Ma gli editori si sono illusi più dei giornalisti di poter gestire imprese editoriali sul mercato con un approccio non imprenditoriale: senza investirci, senza innovare, senza dare autonomia a management professionale, senza accettare fusioni e acquisizioni dettate dal mercato. La crisi finanziaria e la recessione (certamente più prolungate in Italia) hanno solo accelerato e reso più difficile una resa dei conti che – altre volte sul sussidiario – abbiamo paragonato a quella del settore bancario alla fine degli anni 80.

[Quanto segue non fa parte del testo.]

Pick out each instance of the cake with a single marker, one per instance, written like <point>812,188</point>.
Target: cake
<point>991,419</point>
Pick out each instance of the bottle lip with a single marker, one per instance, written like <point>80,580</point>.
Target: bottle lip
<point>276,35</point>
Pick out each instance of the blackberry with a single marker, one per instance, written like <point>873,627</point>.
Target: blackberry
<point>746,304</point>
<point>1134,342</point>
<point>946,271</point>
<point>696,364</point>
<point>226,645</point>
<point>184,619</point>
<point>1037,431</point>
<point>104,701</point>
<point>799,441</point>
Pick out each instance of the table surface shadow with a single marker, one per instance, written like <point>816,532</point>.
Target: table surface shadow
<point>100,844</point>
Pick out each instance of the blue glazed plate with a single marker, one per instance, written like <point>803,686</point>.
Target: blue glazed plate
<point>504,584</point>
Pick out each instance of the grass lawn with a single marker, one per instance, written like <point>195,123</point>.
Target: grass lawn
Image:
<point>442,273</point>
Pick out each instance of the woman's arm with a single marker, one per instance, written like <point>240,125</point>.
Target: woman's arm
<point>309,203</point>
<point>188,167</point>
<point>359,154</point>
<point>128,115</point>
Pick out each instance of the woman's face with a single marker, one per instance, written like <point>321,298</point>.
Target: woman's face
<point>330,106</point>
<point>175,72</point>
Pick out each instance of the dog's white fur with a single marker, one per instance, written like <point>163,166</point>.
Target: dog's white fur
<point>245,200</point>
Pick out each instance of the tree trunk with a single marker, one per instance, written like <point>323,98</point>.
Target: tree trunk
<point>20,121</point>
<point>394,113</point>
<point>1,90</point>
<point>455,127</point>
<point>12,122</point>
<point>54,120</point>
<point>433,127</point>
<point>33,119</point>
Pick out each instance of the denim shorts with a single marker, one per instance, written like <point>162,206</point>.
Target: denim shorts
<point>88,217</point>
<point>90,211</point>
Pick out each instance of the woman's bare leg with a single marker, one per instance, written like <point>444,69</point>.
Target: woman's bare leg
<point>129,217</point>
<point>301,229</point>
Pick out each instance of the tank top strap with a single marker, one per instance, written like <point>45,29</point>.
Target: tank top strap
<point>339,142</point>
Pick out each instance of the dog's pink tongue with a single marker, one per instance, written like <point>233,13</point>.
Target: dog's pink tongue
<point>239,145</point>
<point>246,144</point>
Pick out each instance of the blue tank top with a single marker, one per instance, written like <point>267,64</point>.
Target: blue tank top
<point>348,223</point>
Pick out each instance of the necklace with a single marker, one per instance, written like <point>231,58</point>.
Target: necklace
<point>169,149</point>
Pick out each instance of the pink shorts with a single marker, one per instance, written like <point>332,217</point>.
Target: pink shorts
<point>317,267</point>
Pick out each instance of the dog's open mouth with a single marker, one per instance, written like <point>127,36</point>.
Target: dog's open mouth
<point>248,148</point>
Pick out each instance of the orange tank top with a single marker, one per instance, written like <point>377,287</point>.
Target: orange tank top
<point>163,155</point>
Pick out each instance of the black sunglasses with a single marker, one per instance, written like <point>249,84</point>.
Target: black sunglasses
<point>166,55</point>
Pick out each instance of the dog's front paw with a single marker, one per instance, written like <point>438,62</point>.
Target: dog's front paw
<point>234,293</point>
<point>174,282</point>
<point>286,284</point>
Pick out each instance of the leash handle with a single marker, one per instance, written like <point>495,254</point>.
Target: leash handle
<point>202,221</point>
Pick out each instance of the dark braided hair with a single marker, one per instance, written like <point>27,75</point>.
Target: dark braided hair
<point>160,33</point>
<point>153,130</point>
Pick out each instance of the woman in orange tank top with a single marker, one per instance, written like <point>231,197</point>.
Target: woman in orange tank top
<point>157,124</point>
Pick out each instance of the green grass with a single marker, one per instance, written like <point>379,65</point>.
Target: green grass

Allora le banche italiane erano non-imprese (per larga parte controllate dallo Stato), piccole, poco capitalizzate, cariche di personale molto oneroso, gestite con criteri para-burocratici, estranei alla ricerca di un profitto sostenibile nella competizione di prodotto. UniCredit, prima banca italiana, è tuttora considerata un caso da manuale di ciò che è accaduto in Europa da allora: nella crescita accelerata per fusioni e acquisizioni, in Italia e nella Ue; nella trasformazione organizzagtiva e tecnologica, nella ricerca di percorsi propri nell’asset management e nell’investment banking, anche se dall’esito non sempre riuscito. Eppure è un’avventura giù superata. E il futuro di UniCredit – anche se l’attuale top management continua a non convincersene – è in Fineco: una banca che all’inizio degli anni 90 non esisteva nemmeno ed è nata fuori dal perimetro UniCredit, per quanto innovativo.
Tra cinque anni – o anche fra due – dove pretendono di essere i gruppi editoriali italiani di oggi, cioè di ieri?